You should be alert to the fact that this National Grid lawsuit is the type of litigation that begets other lawsuits. Some people are not happy with the fact that Great Sacandaga's access permit holders hold a seeming monopoly on a slice of the state-owned buffer zone around the lake. This would be a propitious time for those critics to launch a legal attack on the access permit system that would open the buffer zone to the public.

Also, it is conceivable that the lake's property owners -- fed up with the District's never-ending incompetence -- will fund a class-action lawsuit designed to free us from the oversight of this bumbling state authority.
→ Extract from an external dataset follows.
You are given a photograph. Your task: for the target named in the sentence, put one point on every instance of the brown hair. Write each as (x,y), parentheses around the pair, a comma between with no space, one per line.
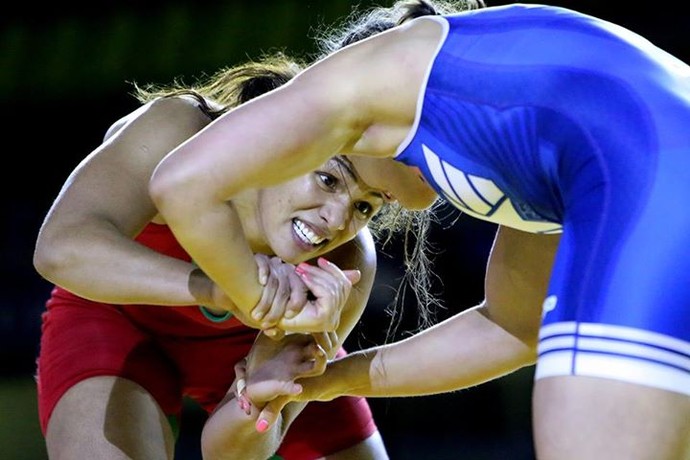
(415,225)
On November 20, 2008, the NYS Department of Transportation opened bids from two construction firms interested in taking on the Batchellerville Bridge Replacement Project. DOT then had 45 days to decide what to do. Well, that grace period has elapsed, and DOT has not made a decision. The two bidders now have the right to withdraw their bids, which has not yet happened. Meanwhile, the project is stalled. The two bidders are Chemung Contracting Company of Elmira ($64.1 million) and Kubricky Construction of Queensbury ($66.4 million). DOT has budgeted $38.9 million for the project.


The Regulating District's board does not plan to meet in either February or August. Its next regularly scheduled meeting will be held at 10:00 a.m. on Tuesday, March 10, 2009 at Utica State Office Building, 207 Genesee Street, Utica.


The lake's level is currently at 751.75 feet above sea level -- about 1 foot above target.